|
Texto Anterior | Próximo Texto | Índice
comentário
Compositor conciso disseca gente comum
LUIZ FERNANDO VIANNA
DA SUCURSAL DO RIO
Especialista em cobras e
lagartos, Paulo Vanzolini
também se especializou na
fauna da noite paulistana,
pessoas de "perdida felicidade", que andam "pela neblina
envolvidas". Com precisão
de cientista, mas olhos de
poeta, dissecou essa gente
como nenhum compositor.
Projetos como o documentário "Um Homem de Moral" e a caixa de quatro CDs
"Acerto de Contas", de 2003,
servem, antes de tudo, para
assinalar que a galeria de
personagens de Vanzolini vai
muito além dos que estão em
"Ronda" e "Volta por Cima",
seus grandes sucessos.
Há o José, que "morreu de
saudade/ Dia 15 que passou"
("José"). Há o homem que,
insatisfeito com um casamento "na base do mais ou
menos", se queixa: "Mulher
que não dá samba eu não
quero mais" ("Mulher que
Não Dá Samba").
E muitas outras histórias
de gente comum já foram
contadas por Vanzolini. Predomina o tom menor das
melodias, e nas letras sobressai uma combinação de doçura e amargura, como se os
personagens não merecessem julgamento de homens
de moral, apenas um olhar
que exponha suas fraquezas
e sua graça.

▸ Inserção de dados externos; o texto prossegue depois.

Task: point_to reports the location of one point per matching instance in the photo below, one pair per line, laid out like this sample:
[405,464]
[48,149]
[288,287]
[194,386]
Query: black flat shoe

E daí eles surgem
únicos, não mais anônimos.
Como apontou Antonio
Candido no encarte de
"Acerto de Contas", Vanzolini sempre foi notório, entre
os que o conhecem, por sua
loquacidade, pelo prazer de
conversar. Mas, na hora de
compor, é geralmente conciso, monta suas tramas com
poucos traços.
Um bom exemplo é "Cravo
Branco", uma historinha em
19 versos, mas com cores fortes e sugestões várias de subtramas: um homem sai de casa satisfeito, mas morre com
um tiro no peito por causa do
ciúme que um cravo branco,
dado pela amada, despertou
em outro homem.
"Praça Clóvis" -que Chico
Buarque gravou em 1967, em
"Onze Sambas e Uma Capoeira"- é outro samba-conto com humor e um toque amargo, relato de um rapaz cuja carteira foi batida, e
nela estavam 25 cruzeiros e o
retrato da ex-amada. Considerando que o olhar dela o
"maltratava e perseguia", ele
conclui que saiu "de graça"
perder aquele dinheiro.
Seus aparentes paradoxos,
de cientista boêmio, herpetólogo compositor, loquaz
conciso, fazem de Vanzolini
um figura especial. Mas ele
nunca gostou de aparecer
muito, preferindo o posto de
observador. Sem grande voz
para cantar e sem a vocação
dramática de Adoniran Barbosa, Vanzolini ficou mais
nas sombras, olhando dali
São Paulo e o mundo.
Talvez isso até ajude a explicar sua rejeição a "Ronda",
cantada a não mais poder e
que ele não considera uma
grande composição. Embora
seja compreensível a sua posição, vale discordar. A estrutura melódica simples sustenta uma ótima história,
passada em meio à fauna da
noite paulistana, o melhor
campo de estudos desse preciso compositor diletante.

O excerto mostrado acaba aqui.